Il arrive aussi qu’une institution juridique considère un « complot » comme étant à l’origine d’événements historiques d’une certaine ampleur : au procès de Nuremberg, le chef d’accusation no 1 contre les responsables nazis était « plan concerté ou complot » (tandis que « crime contre la paix », « crime de guerre » et « crime contre l’humanité » étaient les chefs d’accusation nos 2, 3 et 4).
Je constate que dans votre billet du jour JMD a contourné l’obstacle du glissement sémantique en évitant de citer les arguments du premier ministre d’Israël. Le Premier ministre Netanyahou a réagi à la décision de la CPI en déclarant qu’il s’agissait d’un acte « antisémite » visant à « dissuader Israël de se défendre ».
Le glissement sémantique s’opère actuellement en établissant une équivalence entre deux mots différents.
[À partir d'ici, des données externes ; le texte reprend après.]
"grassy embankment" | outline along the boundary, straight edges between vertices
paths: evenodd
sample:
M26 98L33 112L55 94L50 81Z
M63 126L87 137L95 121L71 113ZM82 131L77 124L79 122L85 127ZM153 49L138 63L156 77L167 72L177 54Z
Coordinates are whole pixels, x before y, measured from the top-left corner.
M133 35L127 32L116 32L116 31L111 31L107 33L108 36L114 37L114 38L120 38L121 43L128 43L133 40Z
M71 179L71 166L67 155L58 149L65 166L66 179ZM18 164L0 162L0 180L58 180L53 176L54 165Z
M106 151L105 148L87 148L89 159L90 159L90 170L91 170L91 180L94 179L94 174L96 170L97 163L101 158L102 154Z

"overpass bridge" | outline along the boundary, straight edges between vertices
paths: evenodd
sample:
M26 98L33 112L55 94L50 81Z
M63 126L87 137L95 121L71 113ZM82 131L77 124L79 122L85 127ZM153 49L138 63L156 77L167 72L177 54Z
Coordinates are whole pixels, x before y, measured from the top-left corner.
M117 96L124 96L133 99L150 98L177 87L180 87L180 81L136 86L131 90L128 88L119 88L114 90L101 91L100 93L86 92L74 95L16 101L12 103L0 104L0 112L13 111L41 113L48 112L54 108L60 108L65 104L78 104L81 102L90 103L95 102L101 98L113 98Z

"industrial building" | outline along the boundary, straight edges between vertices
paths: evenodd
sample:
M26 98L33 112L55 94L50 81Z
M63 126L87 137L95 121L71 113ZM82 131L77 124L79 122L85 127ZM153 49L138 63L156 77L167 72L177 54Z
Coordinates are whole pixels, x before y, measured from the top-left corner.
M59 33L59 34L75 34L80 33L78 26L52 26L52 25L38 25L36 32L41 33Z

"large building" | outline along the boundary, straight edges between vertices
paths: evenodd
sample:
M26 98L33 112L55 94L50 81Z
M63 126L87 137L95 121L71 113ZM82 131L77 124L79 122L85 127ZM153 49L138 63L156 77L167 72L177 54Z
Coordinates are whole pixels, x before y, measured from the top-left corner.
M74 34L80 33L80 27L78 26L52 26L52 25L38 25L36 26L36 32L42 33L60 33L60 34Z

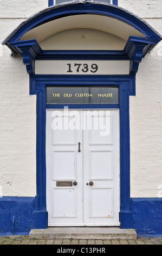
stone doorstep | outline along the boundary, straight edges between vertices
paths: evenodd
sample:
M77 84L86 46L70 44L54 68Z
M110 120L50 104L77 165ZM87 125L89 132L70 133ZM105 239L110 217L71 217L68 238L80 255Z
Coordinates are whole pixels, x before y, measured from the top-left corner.
M36 239L137 239L134 229L119 227L48 227L31 229L29 238Z

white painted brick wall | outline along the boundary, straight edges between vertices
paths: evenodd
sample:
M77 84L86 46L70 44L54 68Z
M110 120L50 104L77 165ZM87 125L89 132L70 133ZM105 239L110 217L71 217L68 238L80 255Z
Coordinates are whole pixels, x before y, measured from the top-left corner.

Pour résumer à grands traits, l’antisémitisme est, selon les mots du journaliste et historien Dominique Vidal, « la haine des juifs, qui s’exprime sous des formes très diverses ». Une forme de racisme donc, envers une religion et non une ethnie.
L’antisionisme, en revanche, est, toujours selon Dominique Vidal, « la critique d’une pensée politique, celle de Theodor Herzl », inventeur du concept à la fin du XIXe siècle, qui vise à établir un État juif en Palestine. Il peut s’agir alors de critiquer la politique menée par l’État d’Israël et son expansion territoriale, ou bien de considérer l’existence même du pays ou ses frontières comme critiquables ou illégitimes. Racisme d’un côté, opposition doctrinale de l’autre, donc. Mais les deux termes tendent de plus en plus à se lier. En juillet 2017, Emmanuel Macron lançait ainsi : « Nous ne céderons rien à l’antisionisme, car il est la forme réinventée de l’antisémitisme », lors de la commémoration de la rafle du Vél d’Hiv’.
Pour autant, et c’est ce qui crée de la confusion, l’antisionisme politique, celui qui se rapporte strictement à l’État d’Israël, ne doit pas être menacé : « On doit pouvoir continuer à critiquer la politique de l’État d’Israël », tempère le député de Paris Sylvain Maillard (Renaissance), ancien président du groupe d’études sur l’antisémitisme de l’Assemblée nationale.
Source Le MONDE 31 octobre 2023 « Antisémitisme : aux origines du glissement de vocabulaire de « juif » à « sioniste » »
« Les mots ont toujours plus de pouvoir que le sens. » (Joseph Conrad).